Note that if you are on Windows and use the WDDM driver, your timing activities may be affected by artifacts particular to that environment, such as launch batching by the CUDA driver. There are techniques for force-flushing the WDDM driver’s launch queue, but I don’t recall what they are.

According to an old post from Greg@NV - https://devtalk.nvidia.com/default/topic/548639/cuda-programming-and-performance/is-wddm-causing-this-/post/3840052/#3840052 - cudaEventQuery(0) can be called to flush the software queue.
I have tried this recently and if i recall correctly it did not work and the call ended with an error.
It is possible that cudaStreamQuery(stream) could force the queue to be flushed but i did not test this.

In general once a kernel has been launched on a GPU, the OS should not matter. Have you tried running more basic applications under both OSs and compared the difference between the two?
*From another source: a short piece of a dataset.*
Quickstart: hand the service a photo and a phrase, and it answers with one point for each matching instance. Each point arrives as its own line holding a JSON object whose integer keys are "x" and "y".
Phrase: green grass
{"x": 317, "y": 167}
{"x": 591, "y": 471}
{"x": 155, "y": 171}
There are a number in the CUDA samples SDK, such as the nbody sample and the cuBLAS Sgemm matrix Multiplication samples. Those numbers should be about the same regardless of OS.

Does CUDA-Z show 100% GPU utilization while your program is running?

Is your program gobbling up most of the GPU’s memory? There have been reports of slowdowns with large memory allocations on nVidia GPUs running under WDDM drivers.

what do you mean by

“here have been reports of slowdowns with large memory allocations on nVidia GPUs running under WDDM drivers”

I couldn’t find those reports on the forum. Where can I find them?

I do have a similar issue, and I found out that allocating and freeing memory (cudaMalloc, cudaFree) is much slower on Windows than on Ubutu 14.04.